Davanti a chi le anticipò, lo scorso 20 ottobre, il rischio di una valanga di pronunce giudiziarie, motivate e difficilmente attaccabili, contrarie al “modello Albania” e al provvedimento emergenziale del Consiglio dei ministri, Meloni scosse la testa e replicò: «Dobbiamo comunque dare un segnale politico: il trattenimento in Albania ha senso per far comprendere anche a chi lucra sul traffico di esseri umani che l’Italia è una meta difficile da raggiungere». Chiaro. Chiarissimo. Almeno quanto lo scenario che la presidente del Consiglio doveva avere davanti a sé quel giorno: l’elenco dei Paesi verso i quali l’Italia si autodichiarava non obbligata a garantire l’asilo politico avrebbe retto molto a fatica. Così è stato.
Alcuni giudici hanno semplicemente disapplicato il decreto, che arriva a definire “sicuro” anche un Paese come l’Egitto, in cui Giulio Regeni è stato barbaramente torturato e ucciso perché, secondo gli aguzzini dello Stato nordafricano, forse era una spia (e non lo era). Era facile immaginare che il combinato disposto fra simili dati storici e la giurisprudenza sovranazionale cristallizzata nella pronuncia della Corte di Giustizia Ue dello scorso 4 ottobre avrebbe trasformato il Dl Paesi sicuri in un proiettile a salve.
Adesso, da alcuni giorni, Giorgia Meloni ha un obiettivo: uscire dall’impasse, assorbire le inevitabili sconfitte in tribunale, incassare i colpi e rassegnarsi al ridimensionamento del modello Albania. In attesa di tempi migliori e del nuovo “Patto migrazione e asilo” europeo, che sarà efficace solo nel 2026. Non è certo un balsamo, come situazione, per un Esecutivo di centrodestra. Si è creato quello che da giorni viene definito un “cul de sac” proprio su una delle materie più identitarie per un governo a guida conservatrice. Capita.
Dai vicoli ciechi tocca uscire, e in fretta. Evitare di rimanerci intrappolati. Ed è esattamente quello che Meloni intende fare. Che Meloni e Nordio, anzi, intendono fare. La prima per ragioni politiche intuibili, il secondo perché ha la competenza per comprendere quanto inutile sarebbe, per il centrodestra, sbattere la testa contro il muro, insistere in una battaglia già persa. Non è un caso che il guardasigilli abbia scelto una nuova strategia, nel confronto con l’Anm e la magistratura in generale: la “distensione con riserva”. Cioè la tregua armata.

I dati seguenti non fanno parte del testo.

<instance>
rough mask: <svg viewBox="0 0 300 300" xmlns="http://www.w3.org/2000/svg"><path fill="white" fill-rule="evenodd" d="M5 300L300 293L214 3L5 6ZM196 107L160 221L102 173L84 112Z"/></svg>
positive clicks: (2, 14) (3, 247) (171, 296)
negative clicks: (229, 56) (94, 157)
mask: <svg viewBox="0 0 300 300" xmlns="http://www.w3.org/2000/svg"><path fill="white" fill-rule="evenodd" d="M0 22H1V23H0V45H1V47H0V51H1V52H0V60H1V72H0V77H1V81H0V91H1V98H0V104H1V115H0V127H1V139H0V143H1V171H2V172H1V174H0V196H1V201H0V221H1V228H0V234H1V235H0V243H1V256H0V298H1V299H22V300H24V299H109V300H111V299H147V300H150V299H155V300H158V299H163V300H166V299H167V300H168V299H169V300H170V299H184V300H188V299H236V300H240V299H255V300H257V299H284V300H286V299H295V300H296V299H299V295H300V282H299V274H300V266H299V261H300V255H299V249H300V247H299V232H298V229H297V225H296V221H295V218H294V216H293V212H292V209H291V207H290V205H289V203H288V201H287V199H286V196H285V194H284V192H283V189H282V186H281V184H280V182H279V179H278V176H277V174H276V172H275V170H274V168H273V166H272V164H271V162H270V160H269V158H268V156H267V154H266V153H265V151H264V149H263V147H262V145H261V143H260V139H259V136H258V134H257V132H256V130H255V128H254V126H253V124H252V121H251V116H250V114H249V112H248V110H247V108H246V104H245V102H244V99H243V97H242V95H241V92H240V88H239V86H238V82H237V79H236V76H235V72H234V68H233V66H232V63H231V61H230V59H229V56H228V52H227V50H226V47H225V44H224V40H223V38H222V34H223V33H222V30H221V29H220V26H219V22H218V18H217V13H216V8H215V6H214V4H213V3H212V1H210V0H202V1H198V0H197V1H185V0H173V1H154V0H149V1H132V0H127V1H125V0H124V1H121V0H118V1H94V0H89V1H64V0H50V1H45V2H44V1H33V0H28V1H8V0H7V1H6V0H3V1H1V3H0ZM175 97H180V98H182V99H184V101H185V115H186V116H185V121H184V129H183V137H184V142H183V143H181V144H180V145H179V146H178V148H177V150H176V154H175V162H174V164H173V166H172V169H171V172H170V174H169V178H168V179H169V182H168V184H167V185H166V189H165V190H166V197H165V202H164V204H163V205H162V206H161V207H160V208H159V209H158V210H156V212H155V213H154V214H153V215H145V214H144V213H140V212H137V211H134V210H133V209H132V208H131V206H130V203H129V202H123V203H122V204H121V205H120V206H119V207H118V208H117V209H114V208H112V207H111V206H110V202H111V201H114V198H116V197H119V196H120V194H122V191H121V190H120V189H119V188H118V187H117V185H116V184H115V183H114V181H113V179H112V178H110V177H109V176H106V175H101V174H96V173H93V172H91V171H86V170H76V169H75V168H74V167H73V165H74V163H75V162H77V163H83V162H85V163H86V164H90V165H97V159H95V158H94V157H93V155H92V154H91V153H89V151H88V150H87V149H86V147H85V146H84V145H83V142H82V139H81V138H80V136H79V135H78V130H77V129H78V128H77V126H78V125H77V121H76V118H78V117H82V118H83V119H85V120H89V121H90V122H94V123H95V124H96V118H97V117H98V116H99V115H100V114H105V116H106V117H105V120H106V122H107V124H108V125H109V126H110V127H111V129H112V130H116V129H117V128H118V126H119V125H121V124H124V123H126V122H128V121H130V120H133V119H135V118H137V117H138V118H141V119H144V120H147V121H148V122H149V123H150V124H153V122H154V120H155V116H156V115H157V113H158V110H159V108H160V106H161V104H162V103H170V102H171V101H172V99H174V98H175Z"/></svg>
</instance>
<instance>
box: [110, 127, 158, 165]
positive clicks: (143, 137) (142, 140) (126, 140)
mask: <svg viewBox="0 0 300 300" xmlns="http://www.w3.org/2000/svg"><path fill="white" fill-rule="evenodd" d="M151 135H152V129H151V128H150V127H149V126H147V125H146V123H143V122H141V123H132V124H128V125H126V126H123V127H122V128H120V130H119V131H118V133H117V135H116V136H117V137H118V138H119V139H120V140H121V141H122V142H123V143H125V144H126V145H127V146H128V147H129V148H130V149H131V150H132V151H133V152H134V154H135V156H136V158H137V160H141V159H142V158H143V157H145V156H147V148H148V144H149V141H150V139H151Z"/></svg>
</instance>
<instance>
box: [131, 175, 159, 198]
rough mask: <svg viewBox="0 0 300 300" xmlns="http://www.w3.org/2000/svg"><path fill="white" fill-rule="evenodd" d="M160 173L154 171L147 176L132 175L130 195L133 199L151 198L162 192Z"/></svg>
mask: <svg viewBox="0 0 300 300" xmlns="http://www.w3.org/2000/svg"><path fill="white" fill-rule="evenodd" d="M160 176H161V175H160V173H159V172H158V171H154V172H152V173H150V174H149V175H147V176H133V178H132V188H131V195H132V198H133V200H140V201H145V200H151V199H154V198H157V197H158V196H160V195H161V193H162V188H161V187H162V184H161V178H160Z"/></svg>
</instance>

È il senso del discorso pronunciato dal ministro in occasione dei 60 anni di Magistratura democratica, corrente a cui sono iscritti alcuni, ma solo alcuni, dei giudici autori delle decisioni sfavorevoli all’Esecutivo sui migranti.
Il quadro sarebbe ormai ben definito. Se non fosse che a complicarlo c’è appunto Salvini. Niente affatto intenzionato ad abbassare i toni nei confronti dei giudici. E a riconoscere l’irrecuperabile vantaggio che le toghe hanno acquisito, almeno a medio termine, nei confronti della politica, sulla questione migranti in Albania. A Salvini si aggiungono altre voci della maggioranza: sempre ieri Maurizio Gasparri ha definito i magistrati “eversivi”. Sarebbe tutto, in fondo, fisiologico: centrodestra diviso su un dossier molto identitario e altrettanto controverso.
Ma sulla giustizia, generalmente intesa, Meloni punta forte. Sulla separazione delle carriere in particolare: i motivi sono diversi, ma si tratta innanzitutto dell’esigenza di riequilibrare i rapporti fra politica e toghe. L’obiettivo passa per una riforma costituzionale, quella sulle “carriere” appunto, prossima all’approdo in Aula: entro questa settimana arriverà il via libera della commissione Affari costituzionali, che pur di smaltire i 262 emendamenti, tutti dell’opposizione, è pronta a più di una “notturna”.
Sulla strada che Meloni intende percorrere, nella dialettica coi magistrati, c’è pure il referendum a cui il ddl di Nordio sulle carriere separate sarà inevitabilmente sottoposto. Se ci si arrivasse dopo mesi e mesi di batoste riportate dal governo sui migranti nei tribunali, italiani e non, il rischio serissimo è che, a quel referendum, la magistratura si presenti rafforzata. Rinvigorita dallo spot della vittoriosa “guerra” sui richiedenti asilo. La prospettiva peggiore, per Meloni. Lei lo sa, Nordio lo sa. Forse lo sa pure Salvini. Che però non ha intenzione di trarne le conseguenze.